Registered company insolvencies in the UK rose by 2.9% in February 2025, with 393 companies facing compulsory liquidation, according to business advisory group Azets.

Azets is an international business advisory group, employing 9,000 experts across 190 locations in eight countries, with more than 100,000 clients.

The company said there were 1,520 creditors’ voluntary liquidations (CVLs), 115 administrations, and seven company voluntary arrangements (CVAs) in the same period.

In 2024, the total number of insolvencies reached 23,872, marking a slight decline from the previous year’s peak of 25,158, the highest level since 1993. Despite the decrease, the figures are described as telling a “concerning story”.

More than 18,000 insolvencies were attributed to voluntary liquidations, suggesting that a significant number of businesses are choosing to close rather than attempt recovery strategies.

Robert Young, Partner in the UK Restructuring and Insolvency team at Azets, said: “It’s notable how many businesses are opting for voluntary liquidation, which typically means the business ceases trading entirely.
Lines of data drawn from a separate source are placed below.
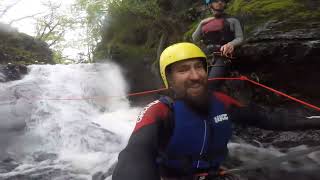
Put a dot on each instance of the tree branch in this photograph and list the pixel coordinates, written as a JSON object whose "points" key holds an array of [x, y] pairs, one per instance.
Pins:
{"points": [[22, 18], [8, 8]]}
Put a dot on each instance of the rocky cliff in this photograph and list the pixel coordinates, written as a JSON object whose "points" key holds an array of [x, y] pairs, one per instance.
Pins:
{"points": [[19, 48]]}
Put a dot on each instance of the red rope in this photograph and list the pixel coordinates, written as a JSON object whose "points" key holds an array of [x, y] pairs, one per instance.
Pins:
{"points": [[242, 78], [281, 93]]}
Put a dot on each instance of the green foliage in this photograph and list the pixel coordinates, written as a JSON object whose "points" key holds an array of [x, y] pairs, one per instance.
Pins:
{"points": [[134, 27], [256, 12]]}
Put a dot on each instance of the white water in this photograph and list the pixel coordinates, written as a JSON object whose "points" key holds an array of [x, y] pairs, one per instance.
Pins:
{"points": [[76, 137], [86, 135]]}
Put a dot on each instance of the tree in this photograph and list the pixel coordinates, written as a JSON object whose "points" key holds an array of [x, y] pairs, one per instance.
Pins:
{"points": [[4, 9], [92, 20], [52, 27]]}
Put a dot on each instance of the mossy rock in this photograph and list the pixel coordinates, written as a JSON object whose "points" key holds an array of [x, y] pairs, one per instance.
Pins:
{"points": [[254, 13]]}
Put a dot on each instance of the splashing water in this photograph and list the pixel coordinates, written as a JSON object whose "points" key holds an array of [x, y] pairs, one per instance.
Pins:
{"points": [[69, 138], [48, 132]]}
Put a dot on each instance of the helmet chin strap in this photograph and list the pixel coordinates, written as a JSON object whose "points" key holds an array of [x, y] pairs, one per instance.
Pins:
{"points": [[217, 12]]}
This contrasts with administrations or CVAs, which can offer a lifeline to preserve jobs and protect creditor interests. 

Young cautioned that businesses are becoming increasingly vulnerable to rapid changes in both global and domestic conditions.
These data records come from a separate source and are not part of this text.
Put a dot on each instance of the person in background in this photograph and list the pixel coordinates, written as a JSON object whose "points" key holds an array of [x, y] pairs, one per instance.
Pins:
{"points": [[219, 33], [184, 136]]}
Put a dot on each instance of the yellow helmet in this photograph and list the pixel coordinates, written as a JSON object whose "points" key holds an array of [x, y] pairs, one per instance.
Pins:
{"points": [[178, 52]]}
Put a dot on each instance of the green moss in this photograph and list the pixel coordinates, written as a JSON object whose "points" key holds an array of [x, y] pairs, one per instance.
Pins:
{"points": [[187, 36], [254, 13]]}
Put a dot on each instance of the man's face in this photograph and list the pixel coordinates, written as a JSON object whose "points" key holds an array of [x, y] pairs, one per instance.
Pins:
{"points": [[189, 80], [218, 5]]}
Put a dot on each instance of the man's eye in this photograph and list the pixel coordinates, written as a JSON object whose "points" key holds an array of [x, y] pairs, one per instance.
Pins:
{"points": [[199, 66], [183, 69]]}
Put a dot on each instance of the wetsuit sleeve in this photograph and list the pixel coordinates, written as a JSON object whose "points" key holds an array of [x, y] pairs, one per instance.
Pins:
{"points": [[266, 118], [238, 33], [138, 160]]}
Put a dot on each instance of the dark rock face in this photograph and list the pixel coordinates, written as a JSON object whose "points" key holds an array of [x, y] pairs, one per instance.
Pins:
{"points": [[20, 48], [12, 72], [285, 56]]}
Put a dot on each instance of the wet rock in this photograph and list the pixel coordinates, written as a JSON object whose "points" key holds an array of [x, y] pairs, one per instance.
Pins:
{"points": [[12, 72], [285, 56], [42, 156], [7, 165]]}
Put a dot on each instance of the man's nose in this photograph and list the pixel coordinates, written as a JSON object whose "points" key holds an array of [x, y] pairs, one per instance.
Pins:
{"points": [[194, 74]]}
“Gone are the days when UK business owners could afford to focus solely inward. Geopolitical volatility, regulatory changes, and domestic fiscal policies all have a direct impact – often overnight. We’ve seen incredible resilience over recent years, but many businesses are understandably operating in survival mode,” Young added.

A recent survey by Azets revealed that 46% of businesses anticipate improved performance in 2025.

However, only one-third of businesses intend to expand their workforce, and projections for capital expenditure have sharply declined, falling from 47% in 2023 to just 28% in 2025.

Moreover, 75% of businesses expect operating costs to increase.

One key concern, according to Young, is the tendency for directors to delay action until it is too late.

He emphasised the legal and financial risks faced by directors who fail to act promptly.

“What we consistently see is that the earlier advice is sought, the more options are available – whether that’s restructuring debt, securing fresh funding, or pursuing formal rescue mechanisms.”

He added: “If businesses enter the ‘zone of insolvency’, directors must be aware of their statutory duties. Failing to act on financial warning signs can lead to personal liability or even disqualification.

“I encourage business leaders to maintain up-to-date financial information, engage regularly with stakeholders, and take early professional advice – before cash pressures limit their options.”